Sementara itu CEO DanaDidik Dipo Satria menilai maraknya kasus fintech ilegal bepengaruh pada stigma masyarakat terhadap industri fintech di Indonesia. Untuk melawan stigma negatif itu, Danadidik melakukan serangkaian sosialisasi di depan mahasiswa dan kampus.

“Fintech student loan seperti DanaDidik yang telah terdaftar dan diawasi OJK padahal sebenarnya dapat menjadi jawaban bagi mahasiswa yang ingin kuliah mandiri tetapi terhalang biaya kuliah yang mahal. Stigma kampus dan mahasiswa soal pinjol (pinjaman online) karena pinjaman ilegal membuat calon peminjam menjadi khawatir,” ujar Dipo.

Ia juga menambahkan bahwa pinjaman dana pendidikan merupakan niche baru yang belum banyak masyarakat tahu, sehingga memperkenalkan produk dan industri kepada khalayak ramai menjadi bagian penting dalam perjalanan DanaDidik.

Kepercayaan masyarakat terhadap industri teknologi finansial di Indonesia juga menjadi perhatian khusus Tommy. Menurutnya semua pemilik layanan peminjaman legal, AFPI, dan juga OJK tengah berusaha bersama-sama memerangi kasus fintech ilegal dengan bersama-sama mengedukasi masyarakat luas. Itu menjadi salah satu tantangan utama yang harus diperangi bersama.

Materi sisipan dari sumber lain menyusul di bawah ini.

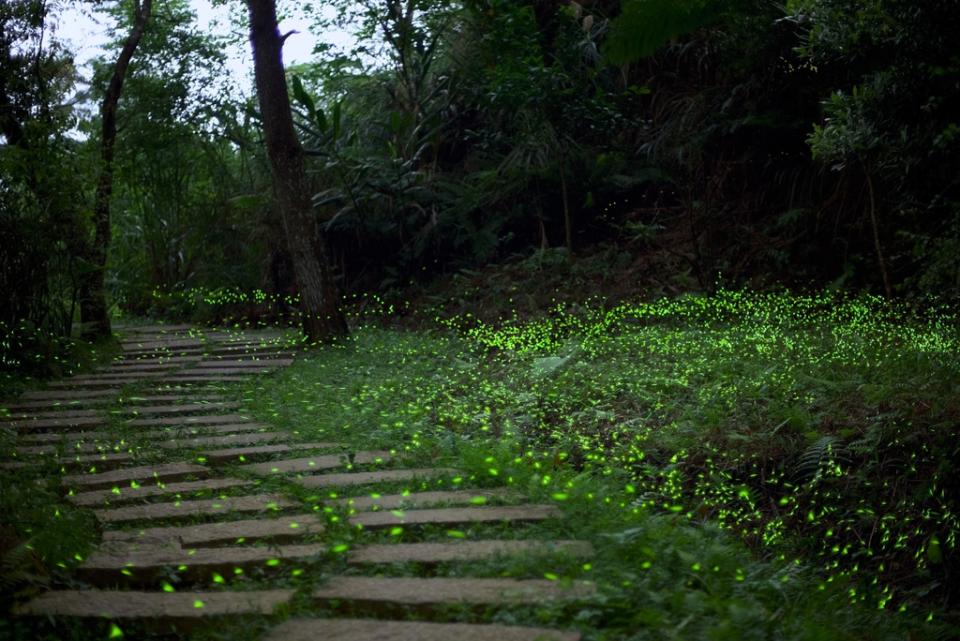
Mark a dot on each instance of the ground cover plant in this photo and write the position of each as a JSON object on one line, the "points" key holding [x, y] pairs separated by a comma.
{"points": [[819, 430]]}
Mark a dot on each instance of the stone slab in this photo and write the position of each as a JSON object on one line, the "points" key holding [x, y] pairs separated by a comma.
{"points": [[163, 352], [172, 398], [283, 528], [455, 516], [67, 412], [153, 329], [208, 372], [131, 367], [153, 605], [423, 499], [210, 419], [67, 395], [96, 383], [94, 462], [201, 380], [67, 439], [69, 448], [249, 438], [57, 405], [200, 507], [375, 630], [238, 453], [368, 478], [125, 494], [248, 355], [148, 560], [361, 591], [132, 361], [187, 408], [146, 474], [185, 431], [160, 343], [464, 551], [316, 463], [48, 424], [243, 364]]}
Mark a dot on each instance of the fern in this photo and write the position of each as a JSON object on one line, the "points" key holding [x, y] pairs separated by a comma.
{"points": [[646, 25], [20, 571], [818, 456]]}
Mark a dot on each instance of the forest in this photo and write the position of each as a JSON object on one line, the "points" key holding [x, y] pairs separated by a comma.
{"points": [[640, 316]]}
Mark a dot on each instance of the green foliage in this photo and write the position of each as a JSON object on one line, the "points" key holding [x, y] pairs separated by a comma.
{"points": [[642, 421], [644, 26]]}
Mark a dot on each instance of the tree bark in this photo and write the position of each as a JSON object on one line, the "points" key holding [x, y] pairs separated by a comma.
{"points": [[322, 320], [94, 314]]}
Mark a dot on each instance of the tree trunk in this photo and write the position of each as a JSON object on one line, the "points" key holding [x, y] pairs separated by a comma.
{"points": [[93, 298], [322, 320]]}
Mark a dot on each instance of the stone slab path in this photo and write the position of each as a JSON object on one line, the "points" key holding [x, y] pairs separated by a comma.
{"points": [[183, 483]]}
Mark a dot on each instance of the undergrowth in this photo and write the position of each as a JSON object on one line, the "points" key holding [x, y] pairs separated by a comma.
{"points": [[818, 430]]}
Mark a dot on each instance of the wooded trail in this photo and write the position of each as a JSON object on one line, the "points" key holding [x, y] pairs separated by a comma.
{"points": [[188, 489]]}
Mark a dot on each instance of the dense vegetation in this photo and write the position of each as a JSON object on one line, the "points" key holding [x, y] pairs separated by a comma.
{"points": [[588, 213]]}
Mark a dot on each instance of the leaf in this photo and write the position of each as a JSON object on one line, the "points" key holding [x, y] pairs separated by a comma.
{"points": [[549, 364], [646, 25], [301, 95]]}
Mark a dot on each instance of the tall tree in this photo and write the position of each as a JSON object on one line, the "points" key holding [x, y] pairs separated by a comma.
{"points": [[93, 298], [322, 320]]}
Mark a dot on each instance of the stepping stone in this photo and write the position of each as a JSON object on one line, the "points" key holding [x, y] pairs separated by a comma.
{"points": [[424, 499], [316, 463], [243, 365], [101, 460], [127, 361], [224, 532], [455, 516], [374, 630], [56, 405], [464, 551], [71, 448], [212, 419], [173, 398], [370, 592], [94, 383], [144, 365], [67, 395], [146, 561], [153, 605], [366, 478], [69, 439], [162, 343], [183, 431], [47, 424], [147, 474], [98, 461], [64, 413], [233, 439], [200, 380], [199, 507], [153, 329], [189, 408], [125, 494], [225, 371], [244, 356], [239, 453], [163, 353]]}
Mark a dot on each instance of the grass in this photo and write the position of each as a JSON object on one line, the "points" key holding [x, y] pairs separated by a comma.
{"points": [[761, 458], [747, 466]]}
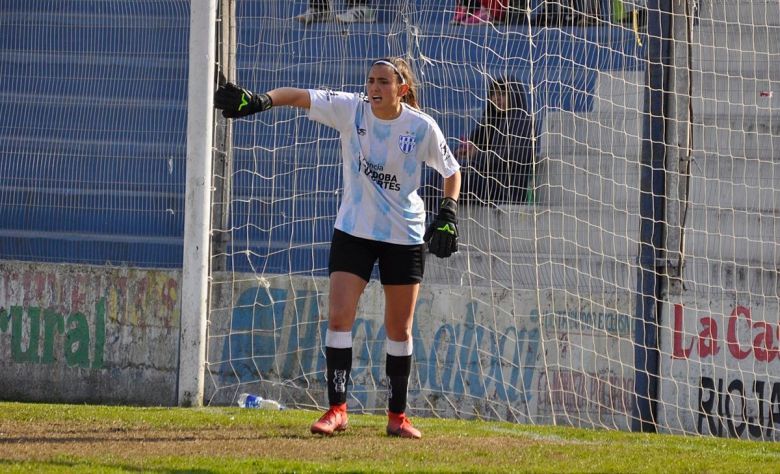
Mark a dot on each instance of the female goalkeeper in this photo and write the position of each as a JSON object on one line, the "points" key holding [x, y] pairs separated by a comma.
{"points": [[385, 139]]}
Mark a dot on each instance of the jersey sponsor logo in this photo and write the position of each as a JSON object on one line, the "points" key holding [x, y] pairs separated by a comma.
{"points": [[406, 143]]}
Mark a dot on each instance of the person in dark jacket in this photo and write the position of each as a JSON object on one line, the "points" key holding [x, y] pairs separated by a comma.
{"points": [[498, 155]]}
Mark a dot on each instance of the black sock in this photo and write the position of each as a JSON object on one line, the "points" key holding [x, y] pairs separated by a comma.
{"points": [[398, 370], [339, 362]]}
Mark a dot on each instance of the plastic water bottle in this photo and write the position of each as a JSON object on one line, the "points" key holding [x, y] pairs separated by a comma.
{"points": [[247, 400]]}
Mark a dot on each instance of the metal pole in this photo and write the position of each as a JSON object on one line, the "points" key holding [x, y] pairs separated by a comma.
{"points": [[200, 118]]}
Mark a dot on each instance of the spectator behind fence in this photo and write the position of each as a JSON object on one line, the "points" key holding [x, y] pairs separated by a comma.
{"points": [[497, 157], [358, 11]]}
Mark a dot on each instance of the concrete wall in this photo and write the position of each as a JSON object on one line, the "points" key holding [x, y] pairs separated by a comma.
{"points": [[88, 334]]}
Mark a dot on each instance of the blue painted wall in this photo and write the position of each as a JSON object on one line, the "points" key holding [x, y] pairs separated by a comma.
{"points": [[93, 118]]}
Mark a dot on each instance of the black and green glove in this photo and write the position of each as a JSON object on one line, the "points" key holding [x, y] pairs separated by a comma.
{"points": [[442, 234], [237, 102]]}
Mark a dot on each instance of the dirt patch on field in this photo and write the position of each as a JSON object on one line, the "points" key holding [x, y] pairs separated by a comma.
{"points": [[37, 440]]}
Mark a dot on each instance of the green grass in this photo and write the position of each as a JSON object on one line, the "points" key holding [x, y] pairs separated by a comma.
{"points": [[78, 438]]}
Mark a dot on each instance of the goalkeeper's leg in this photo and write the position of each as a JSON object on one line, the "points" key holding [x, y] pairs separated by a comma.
{"points": [[399, 311]]}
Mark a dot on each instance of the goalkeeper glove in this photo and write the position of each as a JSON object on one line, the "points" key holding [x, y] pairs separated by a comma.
{"points": [[237, 102], [442, 234]]}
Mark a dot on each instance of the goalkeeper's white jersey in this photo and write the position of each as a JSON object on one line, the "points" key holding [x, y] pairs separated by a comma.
{"points": [[382, 166]]}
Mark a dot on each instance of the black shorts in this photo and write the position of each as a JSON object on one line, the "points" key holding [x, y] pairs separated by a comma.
{"points": [[398, 264]]}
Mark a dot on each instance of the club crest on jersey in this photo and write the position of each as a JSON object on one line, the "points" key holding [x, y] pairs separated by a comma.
{"points": [[406, 143]]}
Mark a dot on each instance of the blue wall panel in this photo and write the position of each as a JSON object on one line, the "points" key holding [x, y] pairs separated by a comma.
{"points": [[93, 118]]}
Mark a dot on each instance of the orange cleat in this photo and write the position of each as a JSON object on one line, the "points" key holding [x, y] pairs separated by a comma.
{"points": [[334, 419], [399, 425]]}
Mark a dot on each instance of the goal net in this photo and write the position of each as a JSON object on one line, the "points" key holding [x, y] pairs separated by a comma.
{"points": [[551, 307]]}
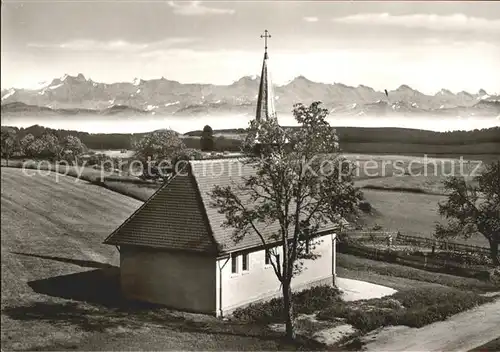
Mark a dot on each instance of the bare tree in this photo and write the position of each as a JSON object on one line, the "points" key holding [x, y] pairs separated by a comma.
{"points": [[9, 143], [300, 183]]}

“Selain itu, adanya persepsi negatif mengenai ‘pinjaman’. Padahal, tidak semua pinjaman itu bersifat negatif. Sebagai contoh layanan pinjaman yang Pintek berikan yaitu pinjaman untuk investasi. Kami mempermudah masyarakat untuk investasi melalui pendidikan, yang nantinya akan sangat berguna untuk dirinya sendiri dalam mencari pekerjaan, dapat membantu pemenuhan kebutuhan keluarganya, juga berkontribusi pada perekonomian negara. Jadi, tidak semua pinjaman itu bersifat negatif,” ujar Tommy.